Consider the following curious statement:
$(S)$ $\;$ Let $X$ be a non-empty set and let $f:X \to X$ be fixpoint-free (that is $f(x) \neq x$ for all $x\in X$). Then there are subsets $X_1, X_2, X_3 \subseteq X$ with $X_1\cup X_2\cup X_3 = X$ and $$X_i \cap f(X_i) = \emptyset$$ for $i \in \{1,2,3\}$.
There are easy examples showing that one cannot get by using $2$ subsets only. Statement $(S)$ can be proved using the axiom of choice.
Question. Does $(S)$ imply (AC)?
Best Answer
The three-set lemma is listed as form 285 in Howard and Rubin's "Consequences of the axiom of choice". According to their book, the earliest appearance seems to be a problem in a 1963 issue of the American Mathematical Monthly (problem 5077).

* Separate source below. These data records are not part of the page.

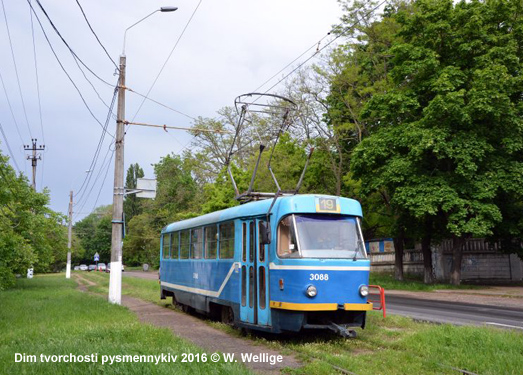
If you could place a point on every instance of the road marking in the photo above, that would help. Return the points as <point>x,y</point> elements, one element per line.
<point>503,325</point>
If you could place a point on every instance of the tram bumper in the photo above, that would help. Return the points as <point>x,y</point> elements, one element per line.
<point>335,317</point>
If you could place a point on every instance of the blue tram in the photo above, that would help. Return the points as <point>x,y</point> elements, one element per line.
<point>304,266</point>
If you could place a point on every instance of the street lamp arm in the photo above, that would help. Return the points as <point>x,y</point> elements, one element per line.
<point>162,9</point>
<point>134,24</point>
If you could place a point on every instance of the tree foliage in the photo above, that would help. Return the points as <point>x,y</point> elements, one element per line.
<point>31,234</point>
<point>447,135</point>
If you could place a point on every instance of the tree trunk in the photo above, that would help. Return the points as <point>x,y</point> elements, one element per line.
<point>399,243</point>
<point>427,259</point>
<point>457,256</point>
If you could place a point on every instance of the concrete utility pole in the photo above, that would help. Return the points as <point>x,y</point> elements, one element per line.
<point>34,157</point>
<point>115,279</point>
<point>68,268</point>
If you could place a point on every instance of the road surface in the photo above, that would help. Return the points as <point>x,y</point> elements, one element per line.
<point>458,313</point>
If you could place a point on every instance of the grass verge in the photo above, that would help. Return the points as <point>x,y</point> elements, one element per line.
<point>47,315</point>
<point>391,346</point>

As mentioned already in the comments by Emil Jerabek, this form of choice is not equivalent to full AC, but already follows from the Boolean prime ideal theorem (BPI). However, it is not equivalent to BPI either, since it already follows from the ordering principle (every set can be linearly ordered), which readily implies the axiom of choice for families of finite sets, and this latter implies the three-set lemma in question as shown by Wisniewski ("On functions without fixed points", Comment. Math. Prace Mat vol 17, pp. 227-228, 1973); as proved by Mathias turning a Fraenkel-Mostowski model into a model of ZF, the ordering principle does not imply BPI.